Racial and socioeconomic disparities have been well described in the survival of patients with HCC.16
Although prior studies have suggested difference in tumor biology and/or delivery of treatment, our meta-analysis is the first to highlight the importance of socio-demographic disparities. Patients who are elderly, non-Caucasian, and of low SES suffer from significantly lower HCC surveillance rates than their counterparts. While current studies suggest an association between socio-demographic factors and HCC surveillance practices, none have explored why surveillance is not being performed in these subgroups. The roles of patient attitudes, co-morbid conditions, and barriers to accessing care have not been clearly evaluated. For example, elderly patients and patients of low SES may have lower surveillance rates due to difficulty accessing medical care or a higher rate of co-morbid conditions that would limit the benefit of surveillance. Similarly, race and SES are often highly correlated so independent causal effects can be difficult to identify. It is important to note that current studies were all performed in highly uniform populations, with the majority of patients being male, Caucasian, and insured so confirmatory studies in racially and socioeconomically diverse patient populations are necessary.

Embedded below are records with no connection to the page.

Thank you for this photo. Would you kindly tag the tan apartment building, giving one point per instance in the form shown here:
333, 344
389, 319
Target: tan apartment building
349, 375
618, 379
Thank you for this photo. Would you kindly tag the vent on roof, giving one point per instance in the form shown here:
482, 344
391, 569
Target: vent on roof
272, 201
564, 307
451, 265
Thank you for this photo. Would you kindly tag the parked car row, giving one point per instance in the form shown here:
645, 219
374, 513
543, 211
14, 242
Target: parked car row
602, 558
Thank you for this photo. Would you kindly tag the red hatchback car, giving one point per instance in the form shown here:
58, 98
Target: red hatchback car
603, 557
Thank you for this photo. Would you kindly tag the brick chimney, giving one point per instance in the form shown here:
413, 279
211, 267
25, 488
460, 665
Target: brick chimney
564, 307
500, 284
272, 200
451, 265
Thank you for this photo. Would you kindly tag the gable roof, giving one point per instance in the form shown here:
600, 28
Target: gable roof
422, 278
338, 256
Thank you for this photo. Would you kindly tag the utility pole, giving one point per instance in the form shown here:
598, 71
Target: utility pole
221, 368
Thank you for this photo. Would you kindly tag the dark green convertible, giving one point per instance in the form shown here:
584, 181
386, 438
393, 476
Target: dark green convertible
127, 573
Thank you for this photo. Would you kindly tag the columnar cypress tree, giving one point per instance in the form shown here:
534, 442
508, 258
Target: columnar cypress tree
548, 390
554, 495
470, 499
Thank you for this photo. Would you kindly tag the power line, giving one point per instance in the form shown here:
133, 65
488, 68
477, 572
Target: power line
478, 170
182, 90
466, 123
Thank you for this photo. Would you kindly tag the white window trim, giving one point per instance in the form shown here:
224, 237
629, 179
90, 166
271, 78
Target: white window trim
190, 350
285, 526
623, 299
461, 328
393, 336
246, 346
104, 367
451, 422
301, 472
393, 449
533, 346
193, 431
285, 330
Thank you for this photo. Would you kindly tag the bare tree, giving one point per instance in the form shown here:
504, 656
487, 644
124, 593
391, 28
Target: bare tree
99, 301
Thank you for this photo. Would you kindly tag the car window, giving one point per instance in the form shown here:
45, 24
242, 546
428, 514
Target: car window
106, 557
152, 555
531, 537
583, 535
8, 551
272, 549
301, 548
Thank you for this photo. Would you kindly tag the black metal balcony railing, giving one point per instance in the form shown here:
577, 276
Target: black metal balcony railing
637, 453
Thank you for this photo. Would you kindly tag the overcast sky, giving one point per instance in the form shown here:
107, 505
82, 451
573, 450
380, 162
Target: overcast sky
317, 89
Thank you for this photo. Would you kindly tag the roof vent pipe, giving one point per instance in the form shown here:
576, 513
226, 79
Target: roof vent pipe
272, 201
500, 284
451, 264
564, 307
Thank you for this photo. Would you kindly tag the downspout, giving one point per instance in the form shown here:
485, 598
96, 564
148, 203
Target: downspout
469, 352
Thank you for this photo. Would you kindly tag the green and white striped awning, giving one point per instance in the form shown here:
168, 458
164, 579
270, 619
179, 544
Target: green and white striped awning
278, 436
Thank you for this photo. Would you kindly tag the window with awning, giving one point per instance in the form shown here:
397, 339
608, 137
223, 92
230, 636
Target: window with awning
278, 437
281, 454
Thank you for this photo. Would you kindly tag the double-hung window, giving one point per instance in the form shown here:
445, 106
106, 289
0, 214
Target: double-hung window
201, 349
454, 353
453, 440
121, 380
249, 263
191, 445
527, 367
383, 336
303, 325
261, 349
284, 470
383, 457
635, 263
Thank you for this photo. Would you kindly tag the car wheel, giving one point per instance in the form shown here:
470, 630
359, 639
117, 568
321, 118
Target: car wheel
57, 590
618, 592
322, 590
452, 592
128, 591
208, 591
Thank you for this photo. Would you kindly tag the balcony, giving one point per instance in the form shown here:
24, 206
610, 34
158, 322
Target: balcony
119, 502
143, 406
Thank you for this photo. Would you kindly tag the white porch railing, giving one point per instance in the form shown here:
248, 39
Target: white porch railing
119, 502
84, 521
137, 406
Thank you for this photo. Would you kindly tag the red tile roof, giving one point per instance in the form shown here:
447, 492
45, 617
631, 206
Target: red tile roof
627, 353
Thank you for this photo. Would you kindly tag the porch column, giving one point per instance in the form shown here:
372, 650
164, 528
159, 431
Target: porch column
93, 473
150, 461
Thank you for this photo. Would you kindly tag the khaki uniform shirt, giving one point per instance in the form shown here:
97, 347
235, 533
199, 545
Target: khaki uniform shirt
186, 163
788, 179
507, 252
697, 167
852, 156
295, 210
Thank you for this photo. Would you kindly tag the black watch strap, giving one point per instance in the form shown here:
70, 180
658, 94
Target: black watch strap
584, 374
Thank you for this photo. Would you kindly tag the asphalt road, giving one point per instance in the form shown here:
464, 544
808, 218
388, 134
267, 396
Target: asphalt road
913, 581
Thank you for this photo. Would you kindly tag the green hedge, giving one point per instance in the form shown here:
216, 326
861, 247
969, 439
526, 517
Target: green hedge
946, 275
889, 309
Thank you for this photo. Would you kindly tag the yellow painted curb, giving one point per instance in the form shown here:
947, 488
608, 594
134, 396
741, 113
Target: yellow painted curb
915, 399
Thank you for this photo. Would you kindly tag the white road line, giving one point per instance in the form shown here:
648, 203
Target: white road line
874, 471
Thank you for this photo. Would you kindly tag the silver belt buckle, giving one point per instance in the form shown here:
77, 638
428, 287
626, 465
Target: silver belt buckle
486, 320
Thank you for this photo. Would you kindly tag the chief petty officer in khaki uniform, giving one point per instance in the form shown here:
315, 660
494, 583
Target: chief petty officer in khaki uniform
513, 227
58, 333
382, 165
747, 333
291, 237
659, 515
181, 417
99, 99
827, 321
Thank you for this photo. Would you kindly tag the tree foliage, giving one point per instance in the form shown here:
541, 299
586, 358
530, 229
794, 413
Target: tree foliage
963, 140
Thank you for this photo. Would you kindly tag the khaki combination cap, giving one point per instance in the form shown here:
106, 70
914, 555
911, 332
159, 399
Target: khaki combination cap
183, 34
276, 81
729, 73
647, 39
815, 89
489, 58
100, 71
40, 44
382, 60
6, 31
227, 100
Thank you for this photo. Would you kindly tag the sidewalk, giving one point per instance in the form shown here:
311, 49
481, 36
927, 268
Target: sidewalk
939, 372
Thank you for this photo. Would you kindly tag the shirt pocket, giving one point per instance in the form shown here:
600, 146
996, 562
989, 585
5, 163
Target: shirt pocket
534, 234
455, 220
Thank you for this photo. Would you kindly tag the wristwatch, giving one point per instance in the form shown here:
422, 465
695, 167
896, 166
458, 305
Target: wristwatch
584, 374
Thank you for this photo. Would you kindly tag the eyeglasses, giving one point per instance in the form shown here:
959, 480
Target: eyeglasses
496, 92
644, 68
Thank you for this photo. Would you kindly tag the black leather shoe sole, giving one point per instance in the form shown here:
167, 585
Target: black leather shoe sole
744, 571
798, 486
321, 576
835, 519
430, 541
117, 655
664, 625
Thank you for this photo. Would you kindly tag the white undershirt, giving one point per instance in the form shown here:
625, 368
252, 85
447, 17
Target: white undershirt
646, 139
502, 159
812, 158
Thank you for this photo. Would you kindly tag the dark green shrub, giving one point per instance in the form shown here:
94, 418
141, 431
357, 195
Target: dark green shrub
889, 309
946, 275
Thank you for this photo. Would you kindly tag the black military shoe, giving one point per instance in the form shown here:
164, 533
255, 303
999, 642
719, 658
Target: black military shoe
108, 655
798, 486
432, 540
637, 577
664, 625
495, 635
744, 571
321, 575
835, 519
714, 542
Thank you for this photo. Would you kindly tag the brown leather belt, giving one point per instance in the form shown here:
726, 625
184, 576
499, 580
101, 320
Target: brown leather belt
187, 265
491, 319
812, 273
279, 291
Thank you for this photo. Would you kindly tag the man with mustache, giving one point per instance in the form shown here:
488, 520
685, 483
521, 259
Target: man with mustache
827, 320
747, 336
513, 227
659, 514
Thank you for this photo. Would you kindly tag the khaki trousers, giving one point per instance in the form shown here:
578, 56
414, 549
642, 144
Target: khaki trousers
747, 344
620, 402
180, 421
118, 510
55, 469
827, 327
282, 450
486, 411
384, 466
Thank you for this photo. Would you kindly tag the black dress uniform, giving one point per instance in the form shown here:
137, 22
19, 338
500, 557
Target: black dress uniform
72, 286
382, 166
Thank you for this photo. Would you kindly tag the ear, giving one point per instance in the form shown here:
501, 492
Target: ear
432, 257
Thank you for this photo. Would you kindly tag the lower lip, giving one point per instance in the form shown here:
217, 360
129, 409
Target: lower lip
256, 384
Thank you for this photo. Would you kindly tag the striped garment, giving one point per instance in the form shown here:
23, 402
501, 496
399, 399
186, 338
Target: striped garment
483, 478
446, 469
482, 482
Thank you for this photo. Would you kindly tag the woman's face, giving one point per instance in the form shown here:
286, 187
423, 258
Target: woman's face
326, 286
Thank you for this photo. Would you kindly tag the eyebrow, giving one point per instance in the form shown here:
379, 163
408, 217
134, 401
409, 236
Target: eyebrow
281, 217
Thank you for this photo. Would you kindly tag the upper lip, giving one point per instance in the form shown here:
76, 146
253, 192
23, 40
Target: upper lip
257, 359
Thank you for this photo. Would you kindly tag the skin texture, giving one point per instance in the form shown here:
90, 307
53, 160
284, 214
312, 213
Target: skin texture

The primary limitation of our meta-analysis was our inability to identify specific reasons for underutilization of HCC surveillance. Current studies did not distinguish cases in which physicians failed to order surveillance from cases in which surveillance was not appropriate (e.g., patients with significant co-morbidities or those with Child C cirrhosis who were not transplant candidates) or cases in which patients were non-adherent after surveillance was recommended. Studies evaluating the reasons behind surveillance under-utilization are necessary to identify intervention targets that can increase surveillance rates. Furthermore, all studies to date have evaluated homogeneous populations, and studies in racially and socioeconomically diverse populations are necessary. Finally, many studies use operational definitions for surveillance that are not consistent with AASLD guidelines. Only six studies assessed utilization every 12 months, and none reported surveillance with six-month intervals. Additionally, over one-third of patients in several studies had surveillance with AFP alone, which is contrary to current guidelines. The recent change in AASLD guidelines to six-month surveillance intervals suggests it is important for future studies to use stringent definitions of surveillance when assessing utilization. This variability in definitions used for surveillance makes it difficult to compare surveillance rates across studies. Clear consistent definitions and measures are necessary to better interpret and quantify HCC surveillance rates.24
In summary, HCC surveillance is underutilized nationally with most studies reporting rates below 30% and a pooled surveillance rate of 18.4%. Subspecialty care appears to be the strongest predictor of higher surveillance rates, with several studies demonstrating utilization rates of 60-80% in patients followed by gastroenterologists/hepatologists. There are also significant socio-demographic disparities with the lowest surveillance rates in non-Caucasians and patients of low SES. Further studies are needed to explore reasons for the underutilization of surveillance, particularly in these disadvantaged subgroups. These studies will be the first crucial step in identifying appropriate intervention targets to increase HCC surveillance rates and reduce socio-demographic disparities.